Why were my shared links or files requests banned in Dropbox ?
If your shared links or file requests have stopped working, and you’ve ruled out other causes, they may have been banned because of too much traffic. When your shared links are banned, you can’t share them, but the files are still available to you in your Dropbox. When your file requests are banned, people will not be able to upload files to your file request.
Traffic limits
Links and file requests are automatically banned if they generate unusually large amounts of traffic.
Dropbox Basic (free) accounts:
- The total amount of traffic that all of your links and file requests together can generate without getting banned is 20 GB per day.
- The total number of downloads that all of your links together can generate is 100,000 downloads per day.
Dropbox Pro and Dropbox for Business accounts:
- The total amount of traffic that all of your links and file requests together can generate without getting banned is about 200 GB per day.
- There’s no daily limit to the number of downloads that your links can generate.
If your account hits our limit, we’ll send a message to the email address registered to your account.

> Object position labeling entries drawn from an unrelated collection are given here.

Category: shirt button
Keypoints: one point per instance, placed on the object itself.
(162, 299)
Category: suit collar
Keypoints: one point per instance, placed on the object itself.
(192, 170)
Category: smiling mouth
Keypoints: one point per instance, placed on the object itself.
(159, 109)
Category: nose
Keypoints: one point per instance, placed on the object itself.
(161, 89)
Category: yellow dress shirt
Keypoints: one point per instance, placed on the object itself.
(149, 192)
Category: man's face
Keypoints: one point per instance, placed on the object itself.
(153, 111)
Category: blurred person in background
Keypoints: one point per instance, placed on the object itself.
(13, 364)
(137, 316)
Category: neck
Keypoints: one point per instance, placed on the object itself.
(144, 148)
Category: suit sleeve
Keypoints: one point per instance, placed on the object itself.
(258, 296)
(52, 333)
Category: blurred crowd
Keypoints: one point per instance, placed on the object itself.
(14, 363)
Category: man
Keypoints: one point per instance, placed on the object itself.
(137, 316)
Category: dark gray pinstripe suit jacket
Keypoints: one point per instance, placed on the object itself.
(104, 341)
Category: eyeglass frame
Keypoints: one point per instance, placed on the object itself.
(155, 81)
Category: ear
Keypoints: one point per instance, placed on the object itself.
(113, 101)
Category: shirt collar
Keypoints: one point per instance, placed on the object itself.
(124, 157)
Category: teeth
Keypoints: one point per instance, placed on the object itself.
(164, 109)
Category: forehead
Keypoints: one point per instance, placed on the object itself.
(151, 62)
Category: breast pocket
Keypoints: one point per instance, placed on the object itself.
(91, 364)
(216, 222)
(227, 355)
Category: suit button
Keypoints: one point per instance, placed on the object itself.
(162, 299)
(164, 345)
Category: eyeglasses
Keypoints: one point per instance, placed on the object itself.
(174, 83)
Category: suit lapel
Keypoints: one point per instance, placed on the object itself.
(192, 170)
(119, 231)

Your links will be temporarily disabled, and anyone who tries to access them will see an error page instead of your files.
But there’s no way my links generated that much traffic!
Even with a traffic limit of 20 GB or about 200 GB per day, or 100,000 downloads per day, it’s entirely possible for links to go over the limit. Let’s say you’ve sent a link to a file to a small number of people. One of the recipients could have sent the link to others, leading to more people viewing the file and using up the allotted traffic. Or one of the recipients could have downloaded the file multiple times; each download is counted separately for tracking purposes. If you publish your link on social media, it may quickly spread to a very large audience with or without your knowledge.